23話 栄三郎の謝罪と美奈の号泣


 美奈の父で43歳の栄三郎は病室で『美奈 俺はお前が13歳になる時には、お前が2歳の時に36歳で死んだ母美花と一緒に過ごしているだろう。

 お前に会いたい。亮介先生と美月先生と一緒に、病院まで来てくれ』と書いた便箋を封筒に入れ、郵便局員に渡した。


 「美奈、お父さんから手紙が来てる」美月と一緒に『リート新聞』を印刷し終えたキャスィーが、温泉小の職員室前に置かれていた封筒を美奈に渡す。美奈は手紙を持ち、亮介と美月と一緒に病院に向かった。

 

 

 「お父さん」「美奈。来てくれたんだな」栄三郎は娘の背中まである黒髪をなでながら笑みを見せる。薄かったあごひげが伸びていた。

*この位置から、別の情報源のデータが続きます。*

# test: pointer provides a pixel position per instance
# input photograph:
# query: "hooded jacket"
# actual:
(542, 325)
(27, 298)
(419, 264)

 「今年の6月に美花とやっていた小籠包店が閉まってから、帰宅しても話さなくなっていたな。

 俺は友達と一緒に遊んだこともなく、勉強だけして過ごし続けた。57歳で死んだ母親は俺が外出しようとすると激高し、自宅にあった椅子で俺の肩や腕をたたいていたんだ。夕食を作ってもらったこともなかった」

 

 

 24歳だった美花と出会ったのは31歳の時で、彼女の実家である小籠包店で小籠包を一緒に作り食べ、結婚したんだ。

 お前の名前は母美花が『旅行で見た北海道のラベンダー畑や波しぶきのように、美しい子になってほしい』という気持ちで『美奈』とつけたんだ。最期にこんなこと言うと、美花に怒られるな」


 栄三郎は亮介と美月に「娘の長所を見てくださり、ありがとうございます。温泉小の音楽室で博人や他の子たちと一緒に熱唱する美奈を見て、病室で泣きました」

 せきこみながら床に倒れて失神した栄三郎に20人の女性看護師が駆け寄り、集中治療室で「聞こえますか‼」と呼びかけ胸を押し続ける。

 


 ―――午後4時。栄三郎は遺体となり青いビニール袋に入れられた。「お父さん!お父さん‼」椅子に座り込み号泣する美奈の肩に、美月が看護師から渡された毛布をかける。

 幼なじみで読書家の佐原博人に肩を後ろからたたかれ、目からしたたり落ちる涙で視界がかすみ始めた。

 「さーちゃん。ごめんなさい」博人は美奈と手をつなぎ、タオルで顔を拭く。亮介や美月の泣き声が、集中治療室の前に響いていた。



 亮介や美月、泉二郎たちと一緒に栄三郎の葬式を終えた博人は美奈の自宅で栄三郎が撮っていた北海道のラベンダー畑や波しぶきなどの写真を彼女に見せていた。清流や波しぶきを見ながら満面の笑みを見せる栄三郎と美花が映っている。

 「漁師さんが獲ったサケを、塩焼きにして食べたんだって」「キタキツネやフクロウ、ヒグマだ」デジカメで撮られた写真は40枚あった。


 「美花おばさんのお墓に供える花、買ってこないと」「……うん。ありがとう」美奈は博人と一緒に花屋に行き、ラベンダーの花を4本買って母のお墓に置いた。